Music by VICE

Cloves Is Keeping It Super Real

This Melbourne-based surfer girl is making waves thanks to poised love songs that belie her 19 years, and strike a balance between Lana and Bon Iver.

by Ilana Kaplan
Nov 6 2015, 5:40pm

For hopeless romantics and fans of depressingly beautiful music (like myself), Cloves is the answer to my prayers for a female Bon Iver. The way this Melbourne surfer girl emotes on her recent singles “Don’t You Wait” and “Frail Love," cuts like a knife. Born Kaity Dunstan, there's a lovelorn timelessness to her voice that belies her 19 years—no doubt amplified by working with producer Justin Parker, best known for this work with Lana Del Rey and Banks. Earlier this week, Cloves released new track, “Everybody’s Son,” from her forthcoming debut EP XIII (due November 23). If we’re lucky, we’ll be getting a gorgeously melancholuc debut album in 2016, but in the meantime you can even catch her opening for James Bay on the road in the States this month. We caught up the singer to talk forgiveness, her boyish style, and the impact of Amy Winehouse.

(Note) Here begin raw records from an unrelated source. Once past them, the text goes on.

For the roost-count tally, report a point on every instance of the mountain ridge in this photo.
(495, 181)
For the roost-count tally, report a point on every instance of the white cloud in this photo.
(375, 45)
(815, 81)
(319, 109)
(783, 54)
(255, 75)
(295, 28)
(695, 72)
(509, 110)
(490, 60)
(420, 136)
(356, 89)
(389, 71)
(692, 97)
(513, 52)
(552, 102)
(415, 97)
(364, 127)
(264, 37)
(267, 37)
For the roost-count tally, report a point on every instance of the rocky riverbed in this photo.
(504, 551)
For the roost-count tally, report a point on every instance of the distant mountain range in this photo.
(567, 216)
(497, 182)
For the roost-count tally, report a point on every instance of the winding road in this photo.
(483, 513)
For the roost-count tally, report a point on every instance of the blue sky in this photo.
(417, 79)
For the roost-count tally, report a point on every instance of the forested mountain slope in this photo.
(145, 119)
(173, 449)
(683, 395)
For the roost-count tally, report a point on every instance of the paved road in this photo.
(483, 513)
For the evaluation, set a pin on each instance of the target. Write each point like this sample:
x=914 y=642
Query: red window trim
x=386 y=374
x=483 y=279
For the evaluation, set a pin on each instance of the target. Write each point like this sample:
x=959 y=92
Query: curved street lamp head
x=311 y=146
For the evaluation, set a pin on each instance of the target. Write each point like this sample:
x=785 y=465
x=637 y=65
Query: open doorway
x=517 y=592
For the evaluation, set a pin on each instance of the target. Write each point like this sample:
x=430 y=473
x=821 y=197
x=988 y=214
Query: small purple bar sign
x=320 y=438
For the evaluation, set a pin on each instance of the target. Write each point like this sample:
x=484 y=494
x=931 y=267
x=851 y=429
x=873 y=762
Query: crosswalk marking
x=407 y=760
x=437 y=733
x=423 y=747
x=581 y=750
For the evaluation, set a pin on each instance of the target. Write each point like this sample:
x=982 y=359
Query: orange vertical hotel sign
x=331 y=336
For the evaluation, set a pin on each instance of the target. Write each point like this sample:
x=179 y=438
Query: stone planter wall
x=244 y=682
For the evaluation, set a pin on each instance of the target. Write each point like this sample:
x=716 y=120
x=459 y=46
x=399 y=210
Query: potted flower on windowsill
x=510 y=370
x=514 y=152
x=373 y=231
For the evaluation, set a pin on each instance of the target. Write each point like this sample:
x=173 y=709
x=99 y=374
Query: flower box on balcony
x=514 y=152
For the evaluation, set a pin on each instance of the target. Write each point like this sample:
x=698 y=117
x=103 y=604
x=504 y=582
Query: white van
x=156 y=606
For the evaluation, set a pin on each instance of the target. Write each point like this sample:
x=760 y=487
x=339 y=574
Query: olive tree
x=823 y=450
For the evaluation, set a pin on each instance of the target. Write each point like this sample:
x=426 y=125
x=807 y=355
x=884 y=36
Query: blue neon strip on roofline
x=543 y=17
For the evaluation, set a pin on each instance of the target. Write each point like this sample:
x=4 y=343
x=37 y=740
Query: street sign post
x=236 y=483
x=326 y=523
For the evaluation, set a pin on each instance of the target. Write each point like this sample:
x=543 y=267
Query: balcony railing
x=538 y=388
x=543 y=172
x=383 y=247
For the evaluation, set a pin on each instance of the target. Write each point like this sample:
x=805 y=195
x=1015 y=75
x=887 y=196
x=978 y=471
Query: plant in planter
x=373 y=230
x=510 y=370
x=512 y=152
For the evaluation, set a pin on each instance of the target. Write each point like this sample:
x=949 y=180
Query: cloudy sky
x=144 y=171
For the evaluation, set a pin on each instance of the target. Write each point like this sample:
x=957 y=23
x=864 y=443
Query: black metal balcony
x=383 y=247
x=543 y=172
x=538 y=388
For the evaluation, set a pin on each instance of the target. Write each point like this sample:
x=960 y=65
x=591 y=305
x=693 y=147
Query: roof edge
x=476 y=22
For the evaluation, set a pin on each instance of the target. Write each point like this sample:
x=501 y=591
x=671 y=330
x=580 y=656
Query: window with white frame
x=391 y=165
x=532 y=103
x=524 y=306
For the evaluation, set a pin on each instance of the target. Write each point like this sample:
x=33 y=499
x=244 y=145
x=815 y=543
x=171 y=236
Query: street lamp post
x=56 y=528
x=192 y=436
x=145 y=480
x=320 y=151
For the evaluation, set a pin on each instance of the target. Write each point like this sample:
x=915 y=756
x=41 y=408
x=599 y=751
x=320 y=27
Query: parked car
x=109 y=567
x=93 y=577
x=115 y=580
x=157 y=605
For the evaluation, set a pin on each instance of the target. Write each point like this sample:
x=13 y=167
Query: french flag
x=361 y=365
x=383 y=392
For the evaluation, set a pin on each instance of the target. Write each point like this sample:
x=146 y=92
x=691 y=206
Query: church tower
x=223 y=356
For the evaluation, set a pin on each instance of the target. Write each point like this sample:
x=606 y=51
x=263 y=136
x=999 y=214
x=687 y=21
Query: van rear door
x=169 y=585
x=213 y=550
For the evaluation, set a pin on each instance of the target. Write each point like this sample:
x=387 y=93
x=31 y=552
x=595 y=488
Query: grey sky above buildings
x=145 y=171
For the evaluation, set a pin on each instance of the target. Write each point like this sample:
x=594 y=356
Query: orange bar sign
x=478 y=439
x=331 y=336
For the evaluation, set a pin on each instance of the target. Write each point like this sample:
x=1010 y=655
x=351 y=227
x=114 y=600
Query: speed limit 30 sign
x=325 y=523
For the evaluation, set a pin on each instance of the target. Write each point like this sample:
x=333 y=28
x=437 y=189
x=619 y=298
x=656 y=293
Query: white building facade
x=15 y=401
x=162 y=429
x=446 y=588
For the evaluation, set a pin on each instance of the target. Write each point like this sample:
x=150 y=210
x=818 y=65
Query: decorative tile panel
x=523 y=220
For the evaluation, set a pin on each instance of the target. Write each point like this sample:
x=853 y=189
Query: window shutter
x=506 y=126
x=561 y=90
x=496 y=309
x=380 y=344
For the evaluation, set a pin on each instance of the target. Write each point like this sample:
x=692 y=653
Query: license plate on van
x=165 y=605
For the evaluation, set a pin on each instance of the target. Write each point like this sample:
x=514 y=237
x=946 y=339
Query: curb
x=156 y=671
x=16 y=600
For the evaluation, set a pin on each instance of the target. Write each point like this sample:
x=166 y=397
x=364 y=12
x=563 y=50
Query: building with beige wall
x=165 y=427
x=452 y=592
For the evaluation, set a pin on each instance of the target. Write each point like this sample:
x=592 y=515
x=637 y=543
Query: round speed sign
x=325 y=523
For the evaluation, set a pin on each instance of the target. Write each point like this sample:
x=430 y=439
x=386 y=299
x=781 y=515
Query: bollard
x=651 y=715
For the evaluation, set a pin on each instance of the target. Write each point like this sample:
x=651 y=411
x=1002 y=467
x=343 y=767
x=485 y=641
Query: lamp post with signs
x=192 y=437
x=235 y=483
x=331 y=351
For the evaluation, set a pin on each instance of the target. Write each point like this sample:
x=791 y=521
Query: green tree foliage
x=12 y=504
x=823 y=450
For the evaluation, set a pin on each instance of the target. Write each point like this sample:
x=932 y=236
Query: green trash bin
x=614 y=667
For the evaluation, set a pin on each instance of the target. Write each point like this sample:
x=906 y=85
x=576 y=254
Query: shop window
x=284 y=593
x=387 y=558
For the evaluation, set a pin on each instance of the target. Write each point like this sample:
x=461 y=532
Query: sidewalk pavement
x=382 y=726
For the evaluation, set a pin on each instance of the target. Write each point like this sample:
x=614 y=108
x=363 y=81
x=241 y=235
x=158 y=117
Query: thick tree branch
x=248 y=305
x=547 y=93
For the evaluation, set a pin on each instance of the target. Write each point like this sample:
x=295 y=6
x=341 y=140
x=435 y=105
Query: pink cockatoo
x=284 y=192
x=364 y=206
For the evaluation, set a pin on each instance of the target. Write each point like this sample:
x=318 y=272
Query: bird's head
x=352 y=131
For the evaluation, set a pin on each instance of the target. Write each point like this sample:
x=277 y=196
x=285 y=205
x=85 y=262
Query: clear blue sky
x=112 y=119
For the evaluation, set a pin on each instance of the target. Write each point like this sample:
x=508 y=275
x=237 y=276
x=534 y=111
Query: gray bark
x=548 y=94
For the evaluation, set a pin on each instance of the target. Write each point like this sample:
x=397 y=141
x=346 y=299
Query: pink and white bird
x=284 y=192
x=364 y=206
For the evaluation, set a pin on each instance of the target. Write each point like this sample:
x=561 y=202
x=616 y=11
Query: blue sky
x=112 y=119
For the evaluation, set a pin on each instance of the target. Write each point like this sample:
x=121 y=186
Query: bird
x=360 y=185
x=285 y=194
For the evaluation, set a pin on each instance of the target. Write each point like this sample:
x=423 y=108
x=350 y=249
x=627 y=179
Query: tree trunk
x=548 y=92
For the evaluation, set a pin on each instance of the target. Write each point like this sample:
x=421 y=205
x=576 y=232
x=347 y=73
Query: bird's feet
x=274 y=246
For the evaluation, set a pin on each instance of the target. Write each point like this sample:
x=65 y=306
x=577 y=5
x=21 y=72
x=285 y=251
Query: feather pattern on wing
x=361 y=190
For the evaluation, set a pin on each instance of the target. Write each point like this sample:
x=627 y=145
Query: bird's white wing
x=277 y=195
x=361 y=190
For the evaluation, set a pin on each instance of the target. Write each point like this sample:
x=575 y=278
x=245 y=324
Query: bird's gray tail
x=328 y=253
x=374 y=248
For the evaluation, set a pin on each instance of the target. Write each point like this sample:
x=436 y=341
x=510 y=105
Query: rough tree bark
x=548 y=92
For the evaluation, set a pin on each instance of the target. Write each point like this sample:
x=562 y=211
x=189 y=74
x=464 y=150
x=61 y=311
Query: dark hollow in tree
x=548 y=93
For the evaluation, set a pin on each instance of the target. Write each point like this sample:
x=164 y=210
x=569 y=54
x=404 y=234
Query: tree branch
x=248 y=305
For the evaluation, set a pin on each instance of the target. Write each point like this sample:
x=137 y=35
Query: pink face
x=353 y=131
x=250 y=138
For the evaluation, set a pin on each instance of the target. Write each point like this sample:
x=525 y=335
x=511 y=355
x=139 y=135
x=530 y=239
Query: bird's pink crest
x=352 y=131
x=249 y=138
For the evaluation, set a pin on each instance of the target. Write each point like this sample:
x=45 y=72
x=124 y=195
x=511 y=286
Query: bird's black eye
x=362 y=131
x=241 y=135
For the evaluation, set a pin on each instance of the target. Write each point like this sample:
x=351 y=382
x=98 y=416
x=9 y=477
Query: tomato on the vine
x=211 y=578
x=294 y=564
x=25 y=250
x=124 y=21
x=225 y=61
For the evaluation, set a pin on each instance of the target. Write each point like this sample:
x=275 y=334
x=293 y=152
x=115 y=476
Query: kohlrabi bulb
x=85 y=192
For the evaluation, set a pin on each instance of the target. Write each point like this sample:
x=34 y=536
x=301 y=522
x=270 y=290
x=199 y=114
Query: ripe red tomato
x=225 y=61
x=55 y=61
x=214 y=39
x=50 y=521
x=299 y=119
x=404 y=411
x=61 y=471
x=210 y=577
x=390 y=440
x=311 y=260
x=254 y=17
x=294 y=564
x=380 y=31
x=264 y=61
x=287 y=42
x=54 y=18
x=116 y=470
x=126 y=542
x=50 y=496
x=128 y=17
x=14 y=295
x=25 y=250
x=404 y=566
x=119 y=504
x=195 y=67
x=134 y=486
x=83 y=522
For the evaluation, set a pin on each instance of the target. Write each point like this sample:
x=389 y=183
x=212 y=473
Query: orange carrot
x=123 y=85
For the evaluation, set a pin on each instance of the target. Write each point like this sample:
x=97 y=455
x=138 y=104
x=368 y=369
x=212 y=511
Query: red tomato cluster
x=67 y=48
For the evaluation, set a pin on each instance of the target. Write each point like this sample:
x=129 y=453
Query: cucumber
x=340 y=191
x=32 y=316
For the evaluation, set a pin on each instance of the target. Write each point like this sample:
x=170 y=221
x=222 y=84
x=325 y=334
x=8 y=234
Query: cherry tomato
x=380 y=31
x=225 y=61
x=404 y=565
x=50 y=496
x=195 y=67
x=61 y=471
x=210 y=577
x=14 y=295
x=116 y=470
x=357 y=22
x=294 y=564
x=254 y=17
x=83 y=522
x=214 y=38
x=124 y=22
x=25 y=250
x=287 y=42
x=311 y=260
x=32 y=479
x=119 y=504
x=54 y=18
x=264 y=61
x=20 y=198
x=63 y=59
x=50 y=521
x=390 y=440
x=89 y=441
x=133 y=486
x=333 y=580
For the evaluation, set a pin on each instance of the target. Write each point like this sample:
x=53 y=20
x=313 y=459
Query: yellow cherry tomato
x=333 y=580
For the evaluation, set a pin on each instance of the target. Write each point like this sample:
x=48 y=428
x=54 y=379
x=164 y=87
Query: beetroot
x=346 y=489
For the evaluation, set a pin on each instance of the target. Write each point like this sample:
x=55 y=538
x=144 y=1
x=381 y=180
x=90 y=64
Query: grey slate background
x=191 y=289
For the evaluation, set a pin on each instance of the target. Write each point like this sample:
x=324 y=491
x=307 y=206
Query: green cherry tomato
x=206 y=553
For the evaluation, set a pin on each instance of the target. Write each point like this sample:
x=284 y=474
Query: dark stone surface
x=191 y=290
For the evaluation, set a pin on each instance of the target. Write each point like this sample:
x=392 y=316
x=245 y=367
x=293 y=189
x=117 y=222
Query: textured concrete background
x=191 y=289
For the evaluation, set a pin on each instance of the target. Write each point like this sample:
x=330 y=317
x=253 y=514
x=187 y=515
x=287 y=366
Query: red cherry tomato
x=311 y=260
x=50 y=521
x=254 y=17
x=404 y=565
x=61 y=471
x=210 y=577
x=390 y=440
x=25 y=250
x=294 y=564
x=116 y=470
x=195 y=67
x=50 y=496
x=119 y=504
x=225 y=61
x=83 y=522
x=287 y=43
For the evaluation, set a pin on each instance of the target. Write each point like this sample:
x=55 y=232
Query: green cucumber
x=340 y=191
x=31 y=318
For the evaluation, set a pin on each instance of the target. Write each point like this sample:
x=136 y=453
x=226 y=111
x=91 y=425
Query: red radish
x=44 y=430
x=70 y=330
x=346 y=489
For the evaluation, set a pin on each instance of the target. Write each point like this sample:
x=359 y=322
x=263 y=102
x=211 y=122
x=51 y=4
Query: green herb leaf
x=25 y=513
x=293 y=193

Noisey: Your voice is really captivating, and once "Don’t You Wait" and "Frail Love" came out, they blew me away. How long have you been singing? Was the goal always to be a musician?
Cloves: I was always writing songs, but I don’t think I was trying to be a musician. I think I always enjoyed it and wanted to make an album. I don’t think I ever saw myself being a huge pop star or anything. It’s not my thing to do that side of it. I always wrote songs and played in bands. I’m now in the process of writing an album.

"What’s the inspiration behind your songwriting?
I think they’re in and out of being autobiographical and being around a few different things. For me, I always write from the perspective of other people as well. The last track on the EP, I was watching a super dorky TV show about this psychic woman who told this story of how she was going to marry this man. They met three weeks beforehand, fell in love, got engaged and then he died a couple of weeks before the wedding and was on her own. It’s that stuff that really gets me. Sometimes it’s autobiographical, and sometimes it’s through stories I hear.

Frail Love" is one of the most gorgeous, simple love songs I’ve ever heard. Was that a difficult song to write?
It’s kind of open for interpretation. It can be about anything forgiveness-wise. It’s really about forgiveness—it can be a friend, relationship, not putting the toilet seat down or it can be something really scarring. It’s about forgiveness in general.

You’ve been working with Justin Parker—most famous for working with Lana and Banks. Have you met those artists too? Would you want to collaborate with the other artists he’s produced?
I haven’t met with any of them, but I think they’re all super talented. Justin is next-level talented: he’s such an excellent writer and has a great ear for chords and melodies. He’s real with everything. We sit down and write songs and tell each other exactly what we like and don’t like. He keeps it super real and honest, and I think that’s how we come up with songs that feel real and honest. For us, it’s like, let’s just say it in a way we can make people connect to it, I think.

It’s a standard question, but who have you been influenced by?
My number one is Amy Winehouse. I love Etta James, Fiona Apple, and Paolo Nutini. I loved the last Alabama Shakes record. I love Ben Howard and Mazzy Star. It’s ups and downs, but I feel like my number one girl is Amy.

Did you see the documentary Amy?
Yes, I did. It was absolutely heartbreaking.

After seeing the documentary, do you have any reservations about a rise to fame in the music industry?
My goal overall isn’t really a “rise to fame.” My first set goal I have in my mind is to make a really amazing album. I do think it does depend on the people you have around you. My management and family are really, really amazing so I think that will help in moving forward. Keeping everything super real and not getting ahead of yourself is really important. It’s definitely a massive lesson when you watch it—seeing people not really say or do anything is really upsetting. It does bring you back to earth a bit.

You have a great look. What is your go-to style?
I think my style is super mood-dependent. I’m never like, “Oh my God this is my one style.” If I’m having a super happy day, I’ll be wearing some really interesting stuff. I wish you were here because I’m wearing pineapple socks. There are sausage dogs in a hot dog buns all over the socks. If I’m having a moody day, I’ll be wearing a lot of boyish stuff. Stealing my boyfriend’s stuff is a great way to not have to buy clothes. I’ll have super girly days where I want to wear lots of florals or colors.

Since your look is so versatile, who are some of your style icons?
I love Alexa Chung—I think she’s beautiful. I do like a lot of boyish clothes, so I haven’t looked to many female style icons. I always walk to the boys’ section when I shop. They always have really sick t-shirts and stuff you can throw on and be done with for the day. I think as I go along I pick up little things.

What’s your favorite t-shirt that you own?
My favorite t-shirt is a really cool Levi’s one I own that just says “Levi’s” on it. My sister has an amazing t-shirt collection and is always wearing a giant panda on the front, minions or Star Wars on the front.